XML 11 R9.htm IDEA: XBRL DOCUMENT v2.4.0.6
Completed Merger
12 Months Ended
Dec. 31, 2011
Business Combinations [Abstract]  
Business Combination Disclosure [Text Block]
 
2.           Completed Merger
 
On November 4, 2011, pursuant to the terms of the Merger Agreement, the Merger was consummated and Merger Sub was merged with and into SG Building, with SG Building surviving the Merger and becoming a wholly-owned subsidiary, and only operating business of the Company. In connection with the Merger, (i) each of the 1,786,000 shares of SG Building common stock which were outstanding immediately prior to the effective date of the Merger were exchanged for 20.1851851852 shares of the Company’s common stock and (ii) each of the 51,750 outstanding SG Building warrants were cancelled and substituted with Company warrants of a similar tenor to purchase an aggregate of 1,044,584 shares of the Company’s common stock.

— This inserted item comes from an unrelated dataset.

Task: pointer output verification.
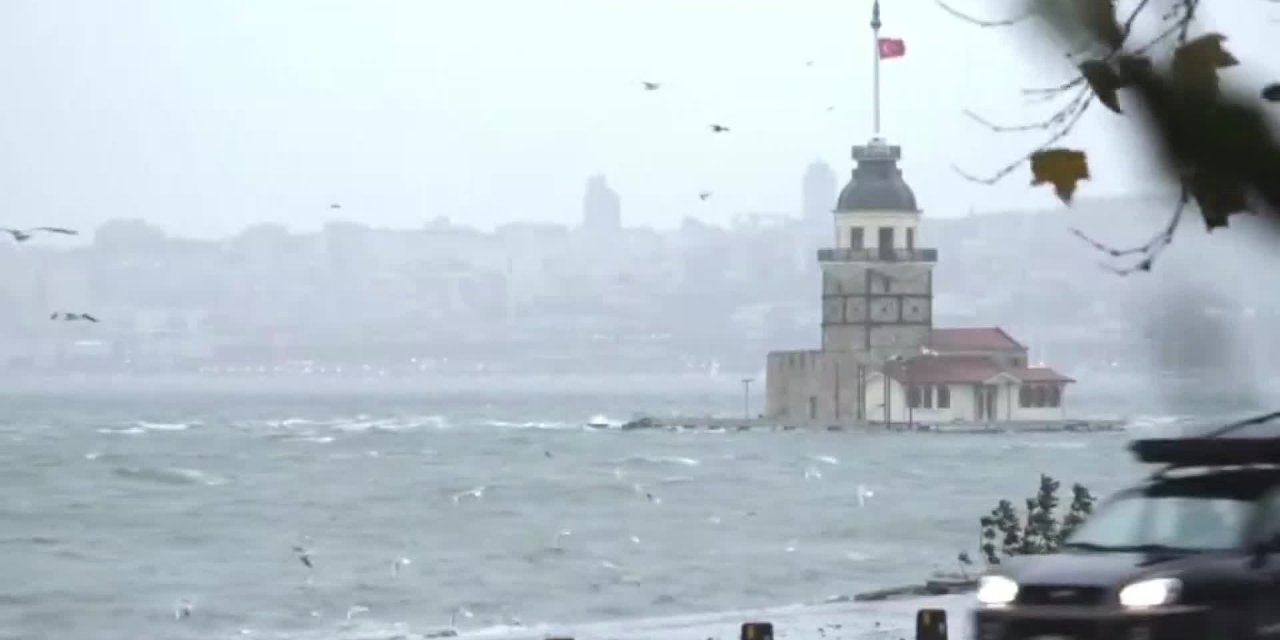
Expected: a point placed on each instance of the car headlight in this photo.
(996, 590)
(1151, 593)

Also, in connection with the Merger, 408,750 shares of the Company’s common stock were issued for services related to the Merger.
 
The number of shares of common stock of the Company issued and outstanding immediately following the consummation of the Merger on November 4, 2011 is summarized as follows:
 
   
Number of
Shares
 
SG Building shares outstanding prior to the Merger
    1,786,000  
Share exchange ratio (20.1851851852 to 1)
    20.1851851852 x
      36,050,764  
SG Blocks shares outstanding prior to the Merger
    3,269,992  
Shares issued in connection with the Merger
    408,750  
      39,729,506  

 
In connection with the Merger Agreement, the Company entered into an escrow agreement with former shareholders of SG Building in order to provide for any payment to which the Company may be entitled with respect to post-closing rights to indemnification under the Merger Agreement. Under the terms of the escrow agreement, the former stockholders of SG Building placed in escrow (with an independent escrow agent) a total of 817,500 shares of common stock received by them in the Merger. Such shares of common stock held in escrow were the Company’s sole remedy for rights to indemnification under the Merger Agreement.  No claims for indemnification were asserted by the Company within the escrow period, and accordingly the escrowed shares were released from escrow.